L'effet de serre vu d'en haut
En fait, si les gaz à effet de serre ont une influence très réduite sur les échanges entre sol et atmosphère, ils sont par contre les seuls responsables du refroidissement de la haute atmosphère.
Tout corps chauffé émet un rayonnement, visible dans le cas d'un solide à partir de températures de l'ordre de 600°C , par exemple le charbon de bois incandescent du barbecue appelé ("braises") ou un métal chauffé au rouge. Plus la température est élevée, plus la couleur de l'émission se déplace vers le bleu (arc électrique d'un soudeur à l'arc par exemple au delà de 10 000°C), en passant pour le soleil vers 6000°C au blanc (qui n'est que la somme des rayonnements allant du rouge au bleu).
Au-dessous de 5 à 600°C, nos yeux ne captent plus le rayonnement émis, dénommé "infra-rouge", mais nous pouvons ressentir néanmoins son influence sur notre peau s'il est émis à des températures de l'ordre de 100°C et au-delà. Et même nous pouvons ressentir son "absence" face à des objets à moins de -20°C ( en réalité, nous recevons bien un peu de "chaleur" émise par ce corps froid, mais notre peau plus chaude étant plus chaude en émet davantage, d'où la sensation de froid).
Pour définir ces rayonnements, on peut utiliser la longueur d'onde (0,4 microns pour le violet, 0,8 microns pour le rouge, autour de 10 microns pour les émissions à la température ambiante), ou bien d'autres unités comme le nombre d'ondes par centimètre (10 microns = 1000 -/cm), ou bien la fréquence.
Les solides et liquides émettent en général dans à peu près toutes les longueurs d'ondes correspondant à leur température. Au contraire, les gaz n'émettent (et ne captent) que certaines longueurs d'ondes, par exemple autour de 15 microns pour le CO2, 9 à 10 microns pour l'ozone (O3), et pratiquement rien pour l'oxygène et l'azote, constituants principaux de l'atmosphère.
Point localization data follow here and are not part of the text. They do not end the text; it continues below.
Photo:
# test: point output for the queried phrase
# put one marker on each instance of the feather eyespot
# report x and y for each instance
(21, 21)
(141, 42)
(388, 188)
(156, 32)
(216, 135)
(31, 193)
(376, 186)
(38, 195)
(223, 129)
La vapeur d'eau, principal gaz à effet de serre a une action sur presque tout le spectre,à l'exception de la zone autour de 10 microns.
La puissance émise à chacune de ces longueurs d'onde nous renseigne sur la température régnant dans la zone d'émission.
Ainsi, sur le graphique en tête de page, enregistré depuis un satellite au-dessus du Sahara nous pouvons voir que dans la zone où le CO2 est actif, la température d'émission est de 215K environ (-58°C), c'est à dire que nous ne captons que le rayonnement émis par le CO2 dans la stratosphère. Celui émis au niveau du sol a été complètement absorbé. Par contre, de 10 à 13 microns, la température d'émission est de 320K (+47°C) preuve que le rayonnement a été émis au niveau du sol sans aucune absorption par les gaz à effet de serre (on appelle cette zone ainsi que celle voisine entre 8 et 9 microns la "fenêtre atmosphérique", domaine dans lequel les gaz à effet de serre sont inactifs).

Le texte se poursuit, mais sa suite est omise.